В трапезной, сразу у входа, с правой стороны, горела свеча. Отец Паисий вынул ее, теплую, заплывшую, из подсвечника и, светя себе под ноги, долго шел вдоль длинного братского стола. Справа едва угадывались в темноте очертания высоких окон, слева чуть светились несколько иконок в серебряных оправах. Вдруг, когда он уже ощупью нашел свой столик, стоявший во главе большого стола, из темного зева ночи донеслось:
- Благословите, отче.
От неожиданности отец Паисий чуть не уронил свечу, но потом, спохватившись, подумал, что положение второго после митрополита духовного лица Молдавии не позволяет ему так уж поддаваться чувству страха. Только отодвинув стул, сев и ощупью обнаружив на столе псалтирь, спросил:
- Кто ты есть, сын мой?
- Послушник Иоан.
- Это тот, которого Горным Стрелком зовут?
- Тот самый.
Отец Паисий вздохнул - вот тебе и молодые... А ведь он связывал немалые надежды с этим трансильванским пареньком. Прибился он к ним года два назад, когда они еще ютились в скромном соседнем монастыре Секуль. Обитель та была бедная, народу собралось сверх всякой меры - ни еды, ни жилья не хватало... А из-за гор, из Австрии, шел поток беженцев. После подавления крестьянского восстания в Трансильвании все ущелья, все переходы в Карпатах были битком набиты народом. И, конечно, где бедным христианам искать защиты, хлеба и крова, как не в своем же монастыре?..

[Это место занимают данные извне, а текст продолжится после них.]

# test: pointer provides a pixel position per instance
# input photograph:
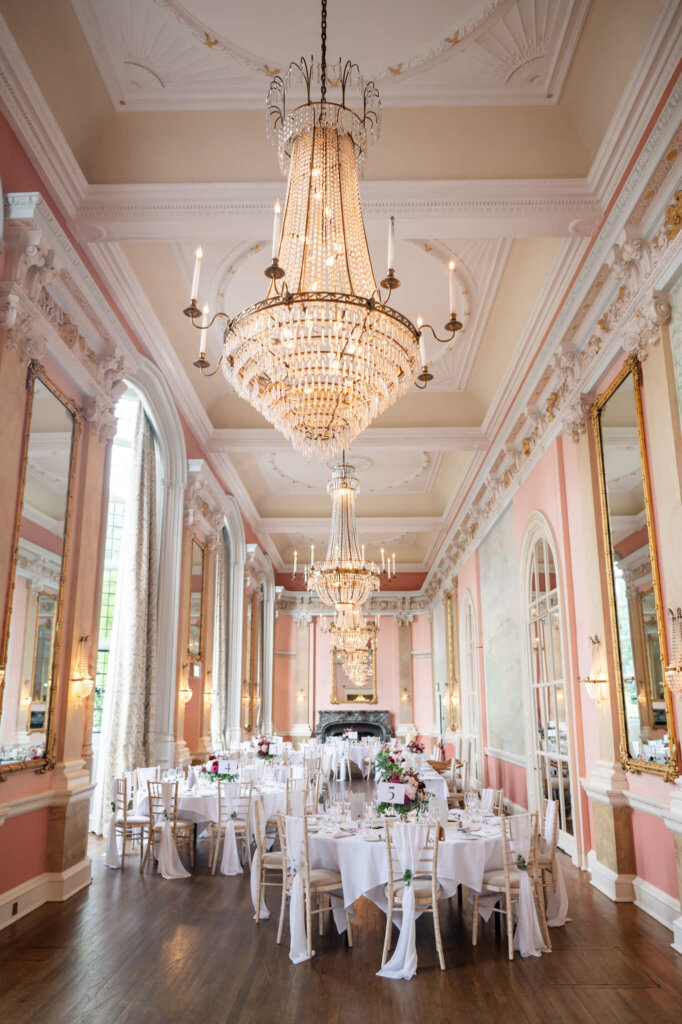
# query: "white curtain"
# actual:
(219, 677)
(127, 734)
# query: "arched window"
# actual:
(551, 757)
(470, 718)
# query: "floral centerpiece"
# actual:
(262, 748)
(391, 767)
(210, 770)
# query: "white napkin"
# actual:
(298, 946)
(170, 864)
(230, 857)
(527, 937)
(410, 840)
(557, 903)
(263, 912)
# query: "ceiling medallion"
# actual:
(324, 353)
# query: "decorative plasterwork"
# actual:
(631, 317)
(159, 54)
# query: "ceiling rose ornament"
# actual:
(324, 353)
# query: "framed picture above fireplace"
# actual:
(344, 690)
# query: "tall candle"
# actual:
(391, 244)
(198, 269)
(203, 334)
(275, 230)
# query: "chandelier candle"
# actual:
(194, 298)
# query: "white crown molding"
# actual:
(267, 439)
(521, 208)
(652, 72)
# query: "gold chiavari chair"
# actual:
(183, 832)
(505, 883)
(128, 824)
(271, 867)
(425, 885)
(318, 886)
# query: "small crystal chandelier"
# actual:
(344, 580)
(324, 353)
(674, 670)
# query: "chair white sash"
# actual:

В Секуле от тесноты все наружные ограды были облеплены самодельными кельями, но все равно приходилось по два монаха на одну койку, так что решили никого более не принимать. Для этого юноши было сделано исключение. У него было чистое лицо и гордое, чуть откинутое назад тело, точно он все время во что-то целился, отчего и прозвище ему монахи придумали. Времена были тяжелые, уныние стояло повсюду великое, но этот юноша, сотворенный трансильванскими крестьянами во дни какого-то веселого языческого празднества, похоже, и не собирался падать духом. Решили оставить - пусть хоть одно светлое чело на все это море беспросветного уныния...
Правда, мучились они с ним несказанно. Веселый свист баловня сельских красавиц и свободный нрав человека из народа буквально захлестнули монастырь. Полутысячной братии с трудом удавалось управлять этой стихией. Отец Паисий любил его за острый язык, за всегда свежее и неожиданное направление мысли, он почитал для себя святым делом за него заступиться, но вот поди ж ты...

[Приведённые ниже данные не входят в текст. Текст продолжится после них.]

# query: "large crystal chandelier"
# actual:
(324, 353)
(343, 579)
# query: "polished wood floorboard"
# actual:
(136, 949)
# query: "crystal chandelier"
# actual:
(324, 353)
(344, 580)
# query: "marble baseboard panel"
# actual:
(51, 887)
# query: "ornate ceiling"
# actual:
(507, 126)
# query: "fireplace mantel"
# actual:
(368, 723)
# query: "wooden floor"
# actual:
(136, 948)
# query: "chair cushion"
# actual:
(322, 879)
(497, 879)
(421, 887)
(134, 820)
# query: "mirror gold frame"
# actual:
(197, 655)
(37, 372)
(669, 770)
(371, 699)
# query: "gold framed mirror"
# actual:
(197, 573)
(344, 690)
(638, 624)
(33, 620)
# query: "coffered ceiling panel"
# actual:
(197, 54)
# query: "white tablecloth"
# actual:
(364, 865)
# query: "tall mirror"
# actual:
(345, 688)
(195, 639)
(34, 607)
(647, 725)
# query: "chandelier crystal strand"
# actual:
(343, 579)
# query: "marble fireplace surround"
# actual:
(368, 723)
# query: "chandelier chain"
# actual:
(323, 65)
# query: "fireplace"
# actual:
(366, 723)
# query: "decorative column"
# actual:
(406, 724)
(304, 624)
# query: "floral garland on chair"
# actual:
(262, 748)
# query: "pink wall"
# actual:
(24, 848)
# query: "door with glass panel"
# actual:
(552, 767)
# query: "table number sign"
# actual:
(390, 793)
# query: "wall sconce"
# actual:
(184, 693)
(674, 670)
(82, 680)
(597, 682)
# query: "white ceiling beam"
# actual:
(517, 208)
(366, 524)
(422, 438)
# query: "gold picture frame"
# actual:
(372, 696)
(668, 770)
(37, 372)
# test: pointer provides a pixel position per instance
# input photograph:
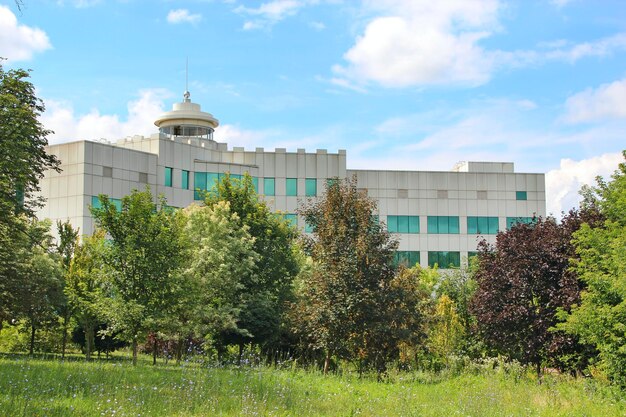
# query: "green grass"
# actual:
(32, 387)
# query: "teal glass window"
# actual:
(444, 259)
(443, 224)
(184, 180)
(292, 219)
(407, 258)
(482, 225)
(403, 224)
(168, 176)
(199, 181)
(292, 187)
(95, 202)
(310, 185)
(269, 186)
(512, 221)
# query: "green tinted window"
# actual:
(403, 224)
(444, 259)
(482, 225)
(291, 218)
(311, 187)
(292, 187)
(443, 224)
(168, 176)
(184, 180)
(269, 186)
(199, 183)
(407, 258)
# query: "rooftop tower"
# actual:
(187, 120)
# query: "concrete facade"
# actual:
(438, 215)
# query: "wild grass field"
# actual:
(43, 387)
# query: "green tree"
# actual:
(23, 158)
(143, 259)
(68, 239)
(351, 302)
(84, 286)
(263, 293)
(39, 293)
(221, 262)
(23, 161)
(600, 316)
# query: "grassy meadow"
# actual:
(39, 387)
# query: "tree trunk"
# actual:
(154, 349)
(134, 350)
(89, 341)
(64, 343)
(32, 339)
(327, 362)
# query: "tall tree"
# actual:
(349, 304)
(265, 291)
(600, 317)
(23, 161)
(221, 263)
(68, 239)
(144, 258)
(85, 286)
(23, 158)
(523, 280)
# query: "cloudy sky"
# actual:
(399, 84)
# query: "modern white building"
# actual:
(439, 217)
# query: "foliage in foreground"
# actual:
(36, 387)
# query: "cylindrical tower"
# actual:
(187, 120)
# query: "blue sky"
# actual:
(399, 84)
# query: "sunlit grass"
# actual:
(32, 387)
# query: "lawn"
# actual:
(36, 387)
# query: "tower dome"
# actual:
(187, 120)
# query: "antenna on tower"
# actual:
(187, 93)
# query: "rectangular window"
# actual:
(443, 224)
(403, 224)
(168, 176)
(184, 180)
(512, 221)
(292, 187)
(310, 187)
(407, 258)
(444, 260)
(269, 186)
(482, 225)
(199, 181)
(95, 202)
(292, 219)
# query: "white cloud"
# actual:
(560, 3)
(423, 42)
(68, 126)
(183, 16)
(563, 183)
(267, 14)
(599, 48)
(19, 42)
(605, 102)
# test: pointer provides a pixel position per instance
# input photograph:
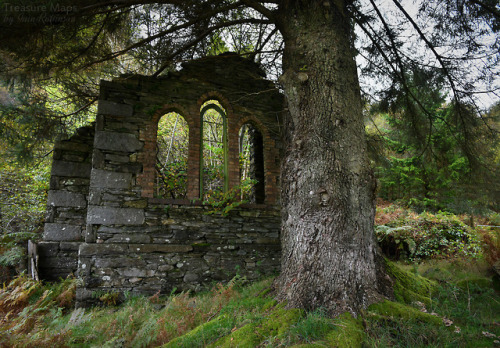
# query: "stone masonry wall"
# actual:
(103, 220)
(67, 205)
(180, 248)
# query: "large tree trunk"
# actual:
(330, 256)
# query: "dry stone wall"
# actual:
(104, 223)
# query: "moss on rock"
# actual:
(349, 332)
(251, 335)
(398, 310)
(409, 287)
(203, 334)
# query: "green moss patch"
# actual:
(276, 325)
(349, 332)
(391, 309)
(203, 334)
(409, 287)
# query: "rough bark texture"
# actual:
(330, 256)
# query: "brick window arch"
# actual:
(251, 160)
(214, 179)
(172, 149)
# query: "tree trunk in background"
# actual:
(330, 257)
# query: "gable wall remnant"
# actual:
(122, 237)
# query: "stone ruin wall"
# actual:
(103, 223)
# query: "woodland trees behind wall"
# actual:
(60, 49)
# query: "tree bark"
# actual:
(330, 257)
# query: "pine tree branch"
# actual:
(204, 35)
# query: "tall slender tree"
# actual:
(330, 258)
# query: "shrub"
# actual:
(426, 235)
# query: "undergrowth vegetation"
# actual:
(447, 297)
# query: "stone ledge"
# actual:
(101, 215)
(105, 107)
(113, 141)
(71, 169)
(61, 232)
(107, 179)
(58, 198)
(101, 250)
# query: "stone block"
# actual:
(118, 262)
(57, 198)
(48, 249)
(98, 215)
(123, 142)
(70, 246)
(71, 146)
(129, 238)
(107, 179)
(190, 278)
(110, 108)
(71, 169)
(61, 232)
(118, 158)
(91, 249)
(159, 248)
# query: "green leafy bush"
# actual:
(426, 235)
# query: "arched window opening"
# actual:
(214, 165)
(171, 157)
(251, 164)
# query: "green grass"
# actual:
(461, 310)
(439, 302)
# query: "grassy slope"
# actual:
(440, 303)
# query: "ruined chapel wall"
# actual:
(66, 205)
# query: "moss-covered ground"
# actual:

- Сын мой! Тебя, сколько помню, нарядили на дальнюю овчарню. Неужто и там, среди послушных божьих тварей, ты не смог преодолеть искушение плоти? Стыдно сказать - не прошло еще и половины великого поста, а я уже в третий раз застигаю тут наших братьев, блуждающих в поисках завалявшейся корки...

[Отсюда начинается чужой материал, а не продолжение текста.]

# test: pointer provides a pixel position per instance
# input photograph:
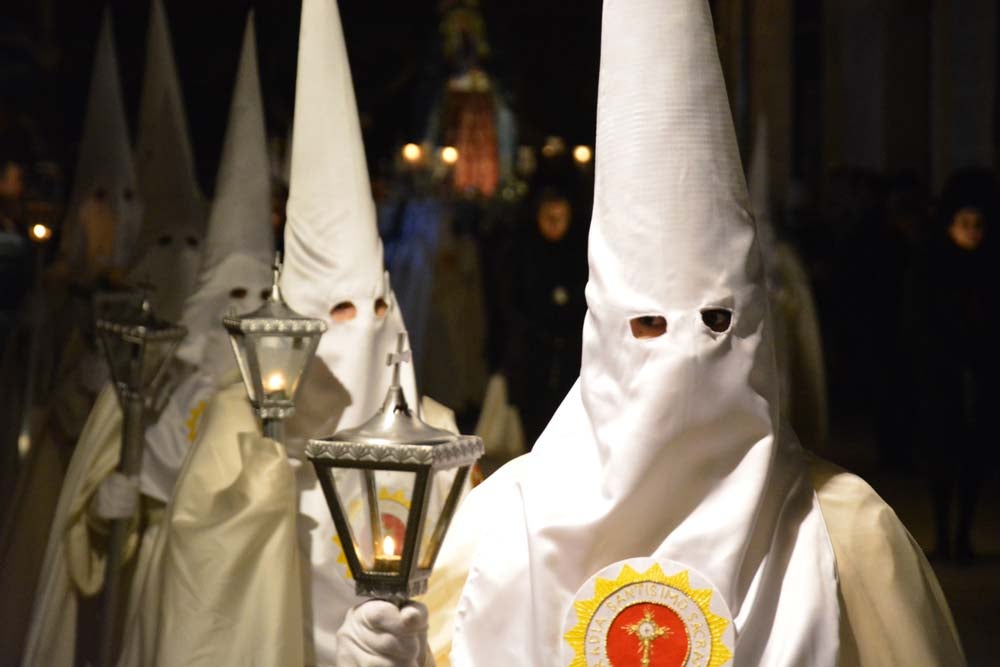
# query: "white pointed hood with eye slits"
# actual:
(235, 274)
(105, 158)
(667, 447)
(239, 242)
(333, 255)
(174, 207)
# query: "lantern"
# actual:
(137, 346)
(273, 344)
(378, 479)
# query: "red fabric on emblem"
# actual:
(647, 634)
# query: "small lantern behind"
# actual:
(273, 345)
(378, 479)
(137, 346)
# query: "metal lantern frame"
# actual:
(247, 333)
(138, 330)
(394, 440)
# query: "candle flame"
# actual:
(275, 382)
(412, 152)
(40, 232)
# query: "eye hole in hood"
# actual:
(717, 319)
(648, 326)
(345, 311)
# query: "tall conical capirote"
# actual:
(104, 163)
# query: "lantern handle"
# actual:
(276, 268)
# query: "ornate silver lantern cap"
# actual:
(141, 326)
(396, 435)
(273, 316)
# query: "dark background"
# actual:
(544, 52)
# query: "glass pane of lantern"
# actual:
(395, 495)
(282, 360)
(442, 485)
(120, 355)
(239, 342)
(157, 354)
(353, 499)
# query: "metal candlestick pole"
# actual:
(274, 429)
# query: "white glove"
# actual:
(117, 497)
(377, 633)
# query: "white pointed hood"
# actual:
(164, 157)
(667, 447)
(330, 197)
(239, 243)
(333, 256)
(174, 218)
(170, 245)
(104, 162)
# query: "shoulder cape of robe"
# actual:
(224, 568)
(893, 611)
(74, 557)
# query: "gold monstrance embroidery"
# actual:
(647, 630)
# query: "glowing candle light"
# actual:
(40, 232)
(275, 382)
(412, 153)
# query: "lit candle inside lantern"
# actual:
(449, 155)
(275, 382)
(582, 154)
(388, 560)
(412, 153)
(40, 232)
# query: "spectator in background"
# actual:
(549, 273)
(952, 301)
(907, 209)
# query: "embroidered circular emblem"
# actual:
(648, 612)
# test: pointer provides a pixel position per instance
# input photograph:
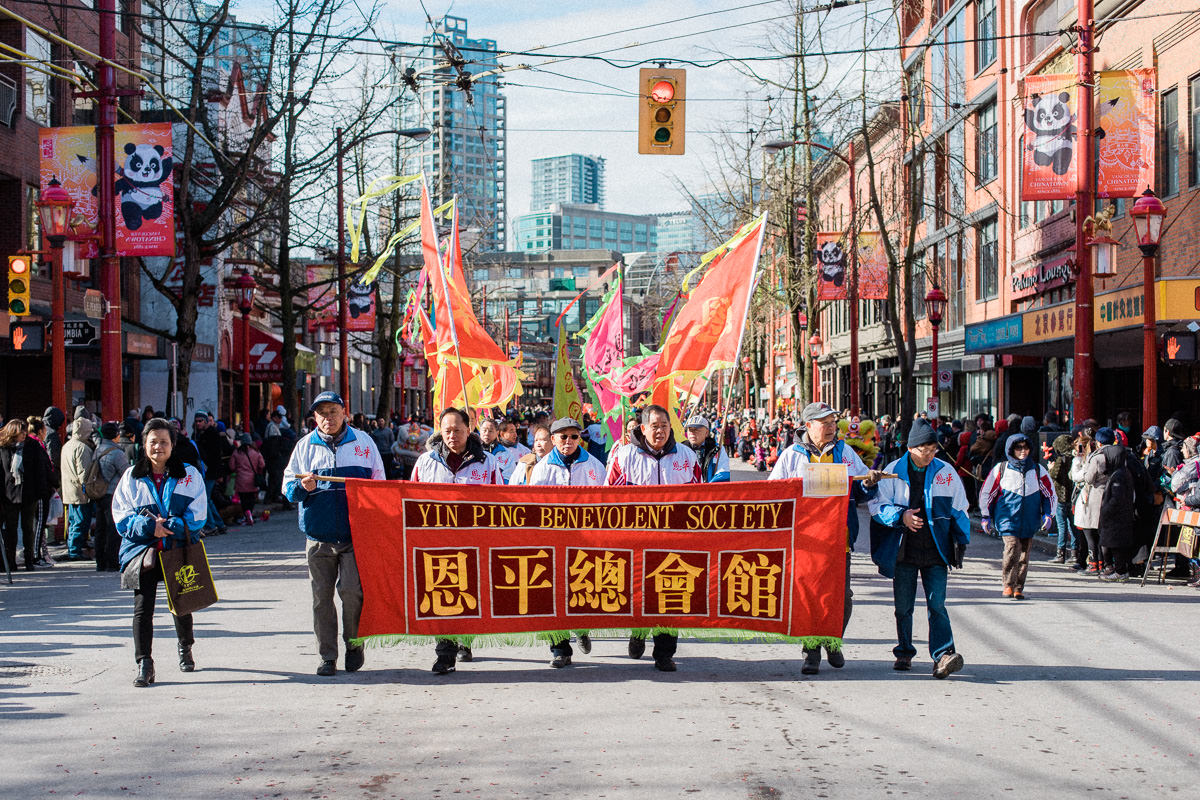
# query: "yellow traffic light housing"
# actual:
(660, 116)
(19, 268)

Послушник обиженно засопел в темном углу.
- Святой отец, я не ради корки сюда пришел. Раз в неделю нас меняют, чтобы мы смогли поклониться Пречистой Деве, и я, спустившись к вечерне...
- Так ведь вечерня-то когда кончилась! Обитель спит, наглухо заперты ворота. Я вон зашел за псалтирью, чтобы отслужить полуношницу, а ты все еще здесь!
- Простите, святой отец, но у меня нынче так тяжело на душе, что с этой тоской не под силу стало подниматься в горы.
- Разве спасение от тоски лежит в трапезной?
- Где же еще?
Отец Паисий улыбнулся - он вдруг вспомнил, что было время, когда они всю зиму, ночь за ночью, сиживали с братьями в трапезной, но это же было совсем другое время!
- Сын мой, то было от великой бедности нашей! Чтобы не дать впасть во грехи тем, кому негде было главу преклонить, мы их собирали в трапезную и до утра пели и толковали псалмы. Это, однако, вовсе не означает, что, как только у кого затоскует дух, надо непременно бежать в трапезную! Теперь мы, слава богу, живем по-человечески, и во дворе нашего монастыря два великолепных храма...
- Простите меня, святой отец, но, думая о боге, я чаще вижу перед собой секульскую трапезную, чем эти два богатых храма.
- Отчего так?
- Не знаю... Должно быть, при той бедности мы духом были богаче и истинной веры в нас было больше.
"Гм", - удивился про себя старец и призадумался.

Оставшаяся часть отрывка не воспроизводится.